Tribunal Administratif de MELUN — Décision N° TA77-2511397

mercredi 1 avril 2026

JuridictionTribunal Administratif de MELUN
SectionTribunal Administratif de MELUN
N° DossierTA77-2511397
TypeDécision
RecoursExcès de pouvoir
Formation7ème chambre
Avocat requérantSANGUE

Résumé IA

Le Tribunal Administratif de Melun a annulé l'arrêté préfectoral du 24 juillet 2025 obligeant M. D... à quitter le territoire français. Le tribunal a jugé que le préfet du Val-de-Marne avait méconnu les stipulations de l'article 8 de la Convention européenne des droits de l'homme en ne procédant pas à un examen suffisant de la situation personnelle et familiale de l'intéressé. La décision s'appuie sur le code de l'entrée et du séjour des étrangers et du droit d'asile et la CEDH.

Texte intégral

Vu la procédure suivante :

Par une requête enregistrée le 7 août 2025, M. C... D..., représenté par Me Sangue demande au tribunal :

de lui accorder l’aide juridictionnelle à titre provisoire ;

d’annuler l’arrêté du 24 juillet 2025 par lequel le préfet du Val­de­Marne l’a obligé à quitter le territoire français dans un délai de trente jours, et a fixé le pays à destination duquel il est susceptible d’être éloigné ;

d’enjoindre au préfet territorialement compétent de réexaminer sa situation administrative dans le délai de quinze jours à compter de la notification du jugement à intervenir sous astreinte de 75 euros par jour de retard ;

de mettre à la charge de l’Etat la somme de 1 500 euros à verser directement à son conseil sous réserve que ce dernier renonce à la part contributive de l’Etat en application des dispositions de l’article L. 761-1 du code de justice administrative et de l’article 37 de la loi du 10 juillet 1991 relative à l’aide juridique.





Il soutient que :

En ce qui concerne la décision portant obligation de quitter le territoire français :

- la décision contestée est entachée d’un vice d’incompétence ;
- elle est insuffisamment motivée ;
- elle est entachée d’un défaut d’examen particulier de sa situation personnelle ;
- elle méconnait les dispositions de l’article L. 542-1 du code de l’entrée et du séjour des étrangers et du droit d’asile ;
- elle méconnait les stipulations de l’article 8 de la convention européenne de sauvegarde des droits de l’homme et des libertés fondamentales et est entachée d’une erreur d’appréciation dans leur application ;

En ce qui concerne la décision fixant le pays de destination de la mesure d’éloignement :

- elle méconnait les stipulations de l’article 3 de la convention européenne de sauvegarde des droits de l’homme et des libertés fondamentales et est entachée d’une erreur d’appréciation dans leur application.
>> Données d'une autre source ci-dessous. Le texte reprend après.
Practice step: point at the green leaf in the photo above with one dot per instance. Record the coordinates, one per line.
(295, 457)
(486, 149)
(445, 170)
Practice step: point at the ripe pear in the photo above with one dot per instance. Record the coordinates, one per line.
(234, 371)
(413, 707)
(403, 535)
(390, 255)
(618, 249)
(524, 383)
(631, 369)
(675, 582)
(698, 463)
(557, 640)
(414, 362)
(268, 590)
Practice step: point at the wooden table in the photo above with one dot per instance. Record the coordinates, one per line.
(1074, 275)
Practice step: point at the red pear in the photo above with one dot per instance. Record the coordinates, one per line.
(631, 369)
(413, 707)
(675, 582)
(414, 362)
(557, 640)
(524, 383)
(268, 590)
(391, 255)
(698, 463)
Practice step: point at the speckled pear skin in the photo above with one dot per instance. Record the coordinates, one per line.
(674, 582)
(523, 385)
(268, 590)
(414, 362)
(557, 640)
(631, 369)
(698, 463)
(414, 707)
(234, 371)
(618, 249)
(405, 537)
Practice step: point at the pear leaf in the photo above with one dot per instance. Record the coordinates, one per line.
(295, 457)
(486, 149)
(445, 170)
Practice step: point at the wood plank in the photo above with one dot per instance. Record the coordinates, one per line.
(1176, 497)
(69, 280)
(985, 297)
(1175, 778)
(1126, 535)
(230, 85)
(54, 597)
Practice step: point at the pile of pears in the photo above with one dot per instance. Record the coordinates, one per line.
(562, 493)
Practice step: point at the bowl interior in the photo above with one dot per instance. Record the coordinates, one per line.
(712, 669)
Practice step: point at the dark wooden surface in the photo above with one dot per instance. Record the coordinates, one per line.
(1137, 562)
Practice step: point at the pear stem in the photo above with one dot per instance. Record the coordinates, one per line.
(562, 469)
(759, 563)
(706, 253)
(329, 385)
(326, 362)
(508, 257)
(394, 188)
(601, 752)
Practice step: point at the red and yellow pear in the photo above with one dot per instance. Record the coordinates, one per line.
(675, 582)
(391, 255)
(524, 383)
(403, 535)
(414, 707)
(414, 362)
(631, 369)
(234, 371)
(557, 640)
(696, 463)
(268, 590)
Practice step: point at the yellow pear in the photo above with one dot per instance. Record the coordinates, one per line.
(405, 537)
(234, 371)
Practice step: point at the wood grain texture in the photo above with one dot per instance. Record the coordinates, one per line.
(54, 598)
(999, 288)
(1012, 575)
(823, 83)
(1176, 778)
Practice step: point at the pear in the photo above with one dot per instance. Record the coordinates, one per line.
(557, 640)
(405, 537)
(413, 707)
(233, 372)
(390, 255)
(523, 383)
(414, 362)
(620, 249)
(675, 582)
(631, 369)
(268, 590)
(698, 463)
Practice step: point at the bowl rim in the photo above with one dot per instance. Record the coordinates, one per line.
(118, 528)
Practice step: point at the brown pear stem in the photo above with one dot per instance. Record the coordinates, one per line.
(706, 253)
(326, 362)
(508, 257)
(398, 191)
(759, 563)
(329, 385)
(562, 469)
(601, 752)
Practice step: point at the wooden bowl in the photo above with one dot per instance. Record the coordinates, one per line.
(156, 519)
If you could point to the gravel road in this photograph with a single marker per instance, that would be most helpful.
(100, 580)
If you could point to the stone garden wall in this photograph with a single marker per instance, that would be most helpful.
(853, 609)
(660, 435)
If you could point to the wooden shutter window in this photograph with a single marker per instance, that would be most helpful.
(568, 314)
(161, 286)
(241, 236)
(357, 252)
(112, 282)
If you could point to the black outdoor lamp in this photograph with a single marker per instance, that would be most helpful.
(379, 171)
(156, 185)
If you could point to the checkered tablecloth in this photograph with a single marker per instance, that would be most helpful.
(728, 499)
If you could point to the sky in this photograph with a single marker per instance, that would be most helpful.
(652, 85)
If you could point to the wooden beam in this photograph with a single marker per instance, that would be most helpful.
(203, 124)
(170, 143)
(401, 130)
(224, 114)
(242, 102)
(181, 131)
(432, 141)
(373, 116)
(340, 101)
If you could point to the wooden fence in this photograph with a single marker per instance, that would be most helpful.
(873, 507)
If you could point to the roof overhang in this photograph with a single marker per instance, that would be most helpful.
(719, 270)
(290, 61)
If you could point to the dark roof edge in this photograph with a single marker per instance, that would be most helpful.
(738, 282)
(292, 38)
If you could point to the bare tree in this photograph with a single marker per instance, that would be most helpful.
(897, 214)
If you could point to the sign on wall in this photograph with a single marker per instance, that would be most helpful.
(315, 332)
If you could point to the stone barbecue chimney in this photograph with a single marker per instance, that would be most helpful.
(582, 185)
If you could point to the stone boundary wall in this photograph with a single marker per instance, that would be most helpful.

La procédure a été communiquée au préfet du Val­de­Marne qui n’a pas produit de mémoire en défense.


M. D... a obtenu le bénéfice de l’aide juridictionnelle totale par une décision du 17 décembre 2025.


Vu les autres pièces du dossier.

Vu :
- la convention européenne de sauvegarde des droits de l’homme et des libertés fondamentales ;
- le code de l’entrée et du séjour des étrangers et du droit d’asile ;
- la loi n° 91-647 du 10 juillet 1991 ;
- le code de justice administrative.


Les parties ont été régulièrement averties du jour de l’audience.

La présidente de la formation de jugement a dispensé le rapporteur public, sur sa proposition, de prononcer des conclusions à l’audience.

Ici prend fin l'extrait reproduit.